Outside of spot crypto products, blockchain equity ETFs have also seen accelerating interest. These funds, which provide exposure to publicly listed companies tied to crypto infrastructure such as miners, exchanges, and semiconductor firms, recorded $617 million in inflows over the past three weeks, including a record weekly intake. CoinShares analyst James Butterfill described the trend as a surge in demand for indirect exposure to the digital asset sector.
The data highlights a growing preference among some investors for equity-based crypto exposure rather than direct spot holdings.
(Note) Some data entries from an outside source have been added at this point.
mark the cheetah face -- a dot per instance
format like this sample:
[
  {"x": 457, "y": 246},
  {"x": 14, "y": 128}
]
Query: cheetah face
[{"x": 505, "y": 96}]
Bitcoin price action has reflected this institutional backdrop. BTC briefly reached $79,399 — its highest level since late January — before easing back to $77,705. The $80,000 level remains a key technical barrier, where a concentration of earlier buyers are now near breakeven, potentially adding overhead supply.
Market participants are watching closely to see whether sustained inflows can absorb selling pressure at these levels, or whether repeated failures near $79,000 will reinforce a consolidation phase instead of a breakout.
Attention is also turning to a heavy week of U.S. earnings, with Alphabet, Microsoft, Amazon, Meta, and Apple set to report results. Together, these companies account for a significant share of the S&P 500, making their performance a key driver of broader risk sentiment that has recently supported both equities and crypto markets.
Stronger-than-expected earnings could extend the current inflow trend and support a push above $80,000 for bitcoin. Weaker results, however, may pressure risk assets and lead to renewed downside across digital markets.